Um, what? That doesn't even make sense. The coefficients of a linear combination of ##x## and ##y## are the numbers multiplying ##x## and ##y## in the linear combination, in order; i.e., for the linear combination ##ax + by##, the coefficients are ##a, b##. So ##x + x## has coefficients ##2, 0##, while ##x + y## has coefficients ##1, 1##. So these are two different linear combinations.

Erland said:
in 2d Minkowski space, and I am quite sure in 3d and 4d also, we cannot find two lightlike, linearly indepent vectors which are orthogonal to each other.
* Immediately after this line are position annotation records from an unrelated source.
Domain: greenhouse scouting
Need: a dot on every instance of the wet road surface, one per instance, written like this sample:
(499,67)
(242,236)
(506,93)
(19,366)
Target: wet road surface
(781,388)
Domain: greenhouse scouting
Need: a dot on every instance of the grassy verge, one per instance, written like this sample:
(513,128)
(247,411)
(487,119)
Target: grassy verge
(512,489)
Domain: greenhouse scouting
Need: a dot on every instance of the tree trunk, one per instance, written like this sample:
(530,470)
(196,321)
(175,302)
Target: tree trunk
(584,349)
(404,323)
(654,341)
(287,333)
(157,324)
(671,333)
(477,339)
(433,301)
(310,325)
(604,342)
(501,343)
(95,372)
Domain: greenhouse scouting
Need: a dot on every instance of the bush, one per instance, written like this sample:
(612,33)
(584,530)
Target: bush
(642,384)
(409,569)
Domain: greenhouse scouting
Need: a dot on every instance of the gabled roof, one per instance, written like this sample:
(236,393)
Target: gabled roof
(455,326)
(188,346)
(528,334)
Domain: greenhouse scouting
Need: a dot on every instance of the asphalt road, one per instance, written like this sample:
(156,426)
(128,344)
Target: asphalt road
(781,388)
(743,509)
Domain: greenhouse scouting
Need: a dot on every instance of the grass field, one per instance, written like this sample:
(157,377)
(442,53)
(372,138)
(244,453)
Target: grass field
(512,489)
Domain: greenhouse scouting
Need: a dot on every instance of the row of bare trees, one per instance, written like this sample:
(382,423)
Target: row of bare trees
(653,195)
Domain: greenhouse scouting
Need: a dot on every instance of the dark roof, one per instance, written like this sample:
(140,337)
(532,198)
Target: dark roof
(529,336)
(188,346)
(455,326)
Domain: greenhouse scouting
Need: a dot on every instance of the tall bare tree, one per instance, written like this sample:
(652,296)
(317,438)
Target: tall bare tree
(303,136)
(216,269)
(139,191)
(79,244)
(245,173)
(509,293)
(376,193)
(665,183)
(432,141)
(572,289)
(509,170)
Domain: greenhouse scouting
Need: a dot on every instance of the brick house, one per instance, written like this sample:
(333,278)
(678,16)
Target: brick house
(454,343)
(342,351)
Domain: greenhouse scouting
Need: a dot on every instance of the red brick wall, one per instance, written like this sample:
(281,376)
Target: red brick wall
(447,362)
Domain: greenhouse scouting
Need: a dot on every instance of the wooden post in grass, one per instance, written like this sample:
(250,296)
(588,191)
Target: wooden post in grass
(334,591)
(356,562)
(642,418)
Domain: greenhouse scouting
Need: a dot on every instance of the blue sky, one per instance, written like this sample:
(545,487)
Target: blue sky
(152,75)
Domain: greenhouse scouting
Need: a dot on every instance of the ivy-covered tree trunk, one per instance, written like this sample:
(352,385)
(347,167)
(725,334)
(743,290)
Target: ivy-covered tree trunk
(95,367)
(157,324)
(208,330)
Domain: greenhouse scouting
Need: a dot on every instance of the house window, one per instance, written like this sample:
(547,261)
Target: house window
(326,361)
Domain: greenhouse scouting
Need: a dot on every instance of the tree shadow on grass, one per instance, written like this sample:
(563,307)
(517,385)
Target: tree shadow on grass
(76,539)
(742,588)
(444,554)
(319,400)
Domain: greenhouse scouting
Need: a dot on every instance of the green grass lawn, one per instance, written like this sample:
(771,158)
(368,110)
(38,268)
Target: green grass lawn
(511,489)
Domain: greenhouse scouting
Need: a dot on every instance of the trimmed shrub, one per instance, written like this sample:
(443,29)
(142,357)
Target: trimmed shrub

Basis vectors don't have to be orthogonal, they just have to be linearly independent. Finding a basis of four null vectors just means finding four null vectors that are linearly independent. (You are correct that we can't find two lightlike, linearly independent null vectors that are orthogonal; two null vectors can only be orthogonal if they are collinear.) The basis vectors in the case you're used to, an inertial frame, are all orthogonal, but that does not mean basis vectors always have to be orthogonal; they just happen to be in that particular case.
 
  • #35
PeterDonis said:
Of course this is trivially true for any pair of null intervals ##x## and ##y##, since their lengths are always zero. So what my statement really amounts to is saying that, for the case under discussion (##x## and ##y## null intervals), the length of the linear combination depends only on the coefficients of the linear combination.
##l(x)## here means the Minkowski length of ##x##. Let ##x=(1,1)## and ##y=(1,-1)##. These are both null vectors. Yet, ##l(x+x)=l(2,2)=0## while ##l(x+y)=l(2,0)=4\neq 0##.
Um, what? That doesn't even make sense. The coefficients of a linear combination of ##x## and ##y## are the numbers multiplying ##x## and ##y## in the linear combination, in order; i.e., for the linear combination ##ax + by##, the coefficients are ##a, b##. So ##x + x## has coefficients ##2, 0##, while ##x + y## has coefficients ##1, 1##. So these are two different linear combinations.
Linear combinations are defined for all finite sequences of vectors. It doesn't matter if some of them happens to be equal or not. So ##x+x## can be considered as a linear combination of the pair ##(x,x)##, with coefficients ##(1,1)## (another possibility is ##(0,2)##, and there are infinitely many more, since the pair ##(x,x)## is linearly dependent). Likewise ##x+y## can be considered as a linear combination of ##(x,y)## with coefficients ##(1,1)## (and infinitely many more possibilities, if ##(x,y)## is linearly dependent). So, the coefficients are the same in both cases.
Basis vectors don't have to be orthogonal, they just have to be linearly independent. Finding a basis of four null vectors just means finding four null vectors that are linearly independent. (You are correct that we can't find two lightlike, linearly independent null vectors that are orthogonal; two null vectors can only be orthogonal if they are collinear.) The basis vectors in the case you're used to, an inertial frame, are all orthogonal, but that does not mean basis vectors always have to be orthogonal; they just happen to be in that particular case.
It is not clear to me what you actually claim. Do you claim that every linear transformation ##T## which maps (Minkowski) null vectors to null vectors, preserve Minkowski length? If so, you are wrong.
For example, there is an invertible linear transformation ##T:\Bbb R^2 \to \Bbb R^2## such that ##T(1,1)=(2,2)## and ##T(1,-1)=(1,-1)##. We see easily that it maps null vectors to null vectors: ##T(x,x)=(2x,2x)## and ##T(x,-x)=(x,-x)##, and all null vectors are of these types.
Now ##(2,0)=(1,1)+(1,-1)## and ##T(2,0)=T(1,1)+T(1,-1)=(2,2)+(1,-1)=(3,1)##. But ##l(2,0)=4## and ##l(T(2,0))=l(3,1)=8##. Thus, ##T## does not preserve Minkowski lengths.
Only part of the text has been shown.